Johnson will be alive to the electoral appeal of these kind of changes. His views may also have been shaped by his partner Carrie Symond's awful experience- as a 19 year old-  as one of the many victims of John Worboys. She certainly felt that “the justice system and the Parole Board let us down", helping to fund raise for the Judicial Review of the latter's decision that Worboys should be freed.  Can we expect further reform of the Board? 

On prolific offenders, the 2015 Tory manifesto promised “a new semi-custodial sentence …allowing for a short, sharp spell in custody to change behaviour”. Briefings afterwards revealed that so called flash incarceration will mean “persistent vandals, shoplifters and drug addicts will spend two nights in a police cell under Conservative plans”. Despite it's impracticality , is this "swift and certain punishment" back on the cards? Or can we hope for something more measured building on the public health approach?

Think tanks Policy Exchange and the Centre for Social Justice are each likely to claim the role of midwives for any policy of “swift and certain" with Crest Advisory currently working on proposals. The first two as least have extolled the virtues of Hope Probation, a tough love programme piloted in Hawaii which involves probation supervision accompanied by frequent drug testing. Failures lead to immediate but short terms of detention. Research has found impressive outcomes in terms of reduced drug use and jail time.  Because of its success, the short terms of detention imposed on programme failures require fewer prison beds in Hawaii than do the longer sentences served by those who fail normal probation supervision.  

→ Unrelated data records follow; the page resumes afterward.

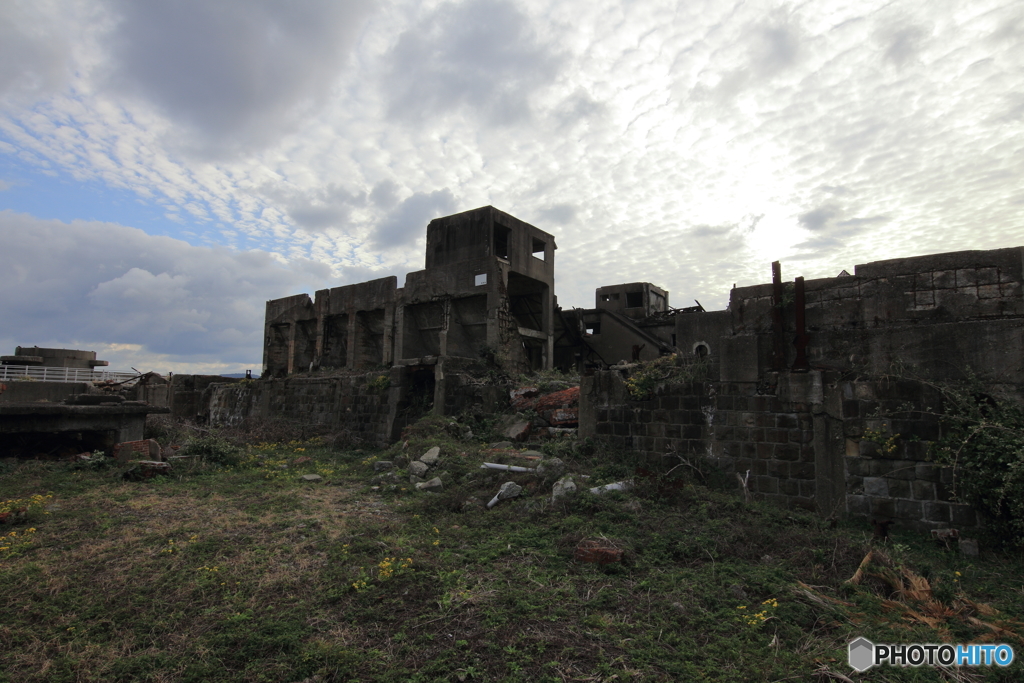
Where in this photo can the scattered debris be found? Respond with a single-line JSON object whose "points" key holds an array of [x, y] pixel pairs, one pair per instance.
{"points": [[619, 485], [431, 457], [558, 409], [743, 485], [434, 485], [944, 537], [599, 552], [562, 487], [505, 468], [970, 547], [146, 469], [509, 489], [519, 431]]}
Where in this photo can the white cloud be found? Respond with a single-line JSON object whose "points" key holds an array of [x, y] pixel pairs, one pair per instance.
{"points": [[688, 144], [91, 284], [237, 73]]}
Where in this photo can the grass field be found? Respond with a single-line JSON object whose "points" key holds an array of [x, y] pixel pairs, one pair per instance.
{"points": [[233, 568]]}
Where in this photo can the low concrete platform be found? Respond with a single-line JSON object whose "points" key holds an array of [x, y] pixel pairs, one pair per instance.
{"points": [[105, 425]]}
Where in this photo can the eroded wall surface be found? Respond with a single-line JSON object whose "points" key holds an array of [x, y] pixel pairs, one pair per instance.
{"points": [[852, 433]]}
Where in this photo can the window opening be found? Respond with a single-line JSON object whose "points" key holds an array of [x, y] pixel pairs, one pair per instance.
{"points": [[539, 249], [502, 242]]}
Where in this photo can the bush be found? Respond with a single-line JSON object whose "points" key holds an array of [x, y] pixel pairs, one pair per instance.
{"points": [[983, 441], [212, 449]]}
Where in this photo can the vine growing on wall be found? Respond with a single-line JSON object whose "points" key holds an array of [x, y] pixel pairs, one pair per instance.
{"points": [[647, 376], [983, 440]]}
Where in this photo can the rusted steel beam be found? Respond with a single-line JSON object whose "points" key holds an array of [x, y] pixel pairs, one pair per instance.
{"points": [[801, 365], [778, 355]]}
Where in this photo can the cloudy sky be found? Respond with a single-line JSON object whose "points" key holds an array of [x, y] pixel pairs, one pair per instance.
{"points": [[167, 167]]}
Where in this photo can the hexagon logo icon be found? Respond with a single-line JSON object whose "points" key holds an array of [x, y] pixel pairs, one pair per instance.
{"points": [[861, 654]]}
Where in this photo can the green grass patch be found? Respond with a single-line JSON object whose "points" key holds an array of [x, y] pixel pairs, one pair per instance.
{"points": [[235, 568]]}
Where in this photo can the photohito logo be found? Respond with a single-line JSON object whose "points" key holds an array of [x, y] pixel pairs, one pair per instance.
{"points": [[863, 654]]}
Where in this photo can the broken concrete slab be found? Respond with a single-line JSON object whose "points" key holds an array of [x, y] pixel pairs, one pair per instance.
{"points": [[431, 457], [599, 552], [508, 491], [146, 469], [518, 431], [433, 486], [562, 487]]}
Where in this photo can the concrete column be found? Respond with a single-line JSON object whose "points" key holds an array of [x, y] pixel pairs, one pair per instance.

Despite the research, I have been a bit sceptical about the wisdom of importing the approach in the UK. Some observers at least, while acknowledging the impact that Hope has had in Hawaii, question whether that is enough to justify its “correctional popularity”. Frank Cullen and colleagues at the University of Cincinnati point to “uncritical acceptance and importation of the programme to the U.S. mainland” and argue that several uncertainties about the programme may potentially compromise its effectiveness in other jurisdictions, thus offering false hope as a new paradigm.

Whatever happens it’s hard to see David Gauke’s consultation paper on limiting short prison sentences seeing the light of day. In a worst case, we'll see more short sentences for petty prolific offenders and more long ones for serious offences. Let's hope Buckland can find a way to prevent that outcome.